The relationship between general equilibrium models with infinite-lived agents and overlapping generations models, and some applications
Ngoc-Sang Pham (EM Normandie)

TL;DR
This paper establishes a formal link between infinite-lived agent models and overlapping generations models, showing their equivalence under certain conditions, and explores implications for asset bubbles and indeterminacy.
Contribution
It proves the equivalence of equilibrium concepts between GEILA and OLG models with multiple assets, broadening understanding of their relationship and applications.
Findings
Equilibrium in GEILA models can be characterized as two-cycle equilibria.
Under certain conditions, OLG equilibria are part of GEILA equilibria.

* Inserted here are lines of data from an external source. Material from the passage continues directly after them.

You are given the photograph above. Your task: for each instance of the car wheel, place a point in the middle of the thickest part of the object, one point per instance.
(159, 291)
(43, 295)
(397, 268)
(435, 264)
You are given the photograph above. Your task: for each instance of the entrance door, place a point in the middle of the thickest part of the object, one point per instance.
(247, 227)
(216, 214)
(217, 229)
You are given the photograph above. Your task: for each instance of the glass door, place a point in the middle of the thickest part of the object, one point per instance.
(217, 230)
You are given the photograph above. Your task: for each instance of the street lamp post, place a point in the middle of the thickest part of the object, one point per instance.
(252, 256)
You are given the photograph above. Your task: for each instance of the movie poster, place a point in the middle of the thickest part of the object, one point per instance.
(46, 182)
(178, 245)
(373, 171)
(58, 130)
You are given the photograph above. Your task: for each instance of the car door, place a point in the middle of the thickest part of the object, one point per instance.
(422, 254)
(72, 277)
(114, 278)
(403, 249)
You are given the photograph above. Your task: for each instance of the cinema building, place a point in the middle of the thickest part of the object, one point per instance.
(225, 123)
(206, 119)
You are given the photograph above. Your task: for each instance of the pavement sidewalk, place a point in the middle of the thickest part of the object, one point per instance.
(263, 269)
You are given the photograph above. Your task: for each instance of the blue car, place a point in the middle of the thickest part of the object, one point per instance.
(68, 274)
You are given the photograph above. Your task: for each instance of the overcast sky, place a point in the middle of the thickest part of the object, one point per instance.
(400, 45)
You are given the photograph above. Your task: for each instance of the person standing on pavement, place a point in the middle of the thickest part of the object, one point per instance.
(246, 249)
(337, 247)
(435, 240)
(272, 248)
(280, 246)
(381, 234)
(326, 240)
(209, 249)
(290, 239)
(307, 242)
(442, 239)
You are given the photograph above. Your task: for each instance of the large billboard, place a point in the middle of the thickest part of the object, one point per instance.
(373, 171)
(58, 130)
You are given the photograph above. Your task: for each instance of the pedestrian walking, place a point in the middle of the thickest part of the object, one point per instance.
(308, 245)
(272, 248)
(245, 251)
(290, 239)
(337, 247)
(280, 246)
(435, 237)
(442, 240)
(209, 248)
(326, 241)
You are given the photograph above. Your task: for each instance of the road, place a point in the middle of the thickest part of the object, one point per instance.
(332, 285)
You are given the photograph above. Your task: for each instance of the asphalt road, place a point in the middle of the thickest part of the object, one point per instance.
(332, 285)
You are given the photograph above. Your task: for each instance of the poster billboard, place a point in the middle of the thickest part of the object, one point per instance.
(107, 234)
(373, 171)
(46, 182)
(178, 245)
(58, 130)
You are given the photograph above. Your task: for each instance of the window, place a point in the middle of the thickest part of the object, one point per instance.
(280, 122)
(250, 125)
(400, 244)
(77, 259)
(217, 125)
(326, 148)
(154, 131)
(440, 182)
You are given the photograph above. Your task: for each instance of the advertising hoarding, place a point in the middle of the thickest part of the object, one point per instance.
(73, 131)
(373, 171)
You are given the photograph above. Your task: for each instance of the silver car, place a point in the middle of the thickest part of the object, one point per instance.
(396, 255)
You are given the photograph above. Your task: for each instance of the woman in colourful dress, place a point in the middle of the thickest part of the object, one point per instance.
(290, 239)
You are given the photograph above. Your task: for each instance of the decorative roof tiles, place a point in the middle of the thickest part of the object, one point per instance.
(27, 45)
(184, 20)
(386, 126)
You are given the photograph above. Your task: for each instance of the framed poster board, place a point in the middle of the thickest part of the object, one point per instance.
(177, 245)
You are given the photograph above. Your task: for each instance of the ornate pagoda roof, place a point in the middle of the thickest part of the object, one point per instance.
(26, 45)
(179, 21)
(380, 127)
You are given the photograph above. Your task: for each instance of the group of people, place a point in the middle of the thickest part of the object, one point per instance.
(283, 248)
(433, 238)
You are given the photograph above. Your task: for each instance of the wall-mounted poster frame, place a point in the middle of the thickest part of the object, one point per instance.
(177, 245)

Asset price bubbles and indeterminacy occur in both models.
Abstract
We prove that a two-cycle equilibrium in a general equilibrium model with infinitely-lived agents (GEILA) constitutes an equilibrium in an overlapping generations (OLG) model. Conversely, an equilibrium in an OLG model that satisfies additional conditions is part of an equilibrium in a GEILA model. Our framework, which includes three assets (physical capital, a Lucas tree, and fiat money), encompasses both exchange and production economies. As an application, we demonstrate that equilibrium indeterminacy and rational asset price bubbles can arise not only in OLG models but also in GEILA models.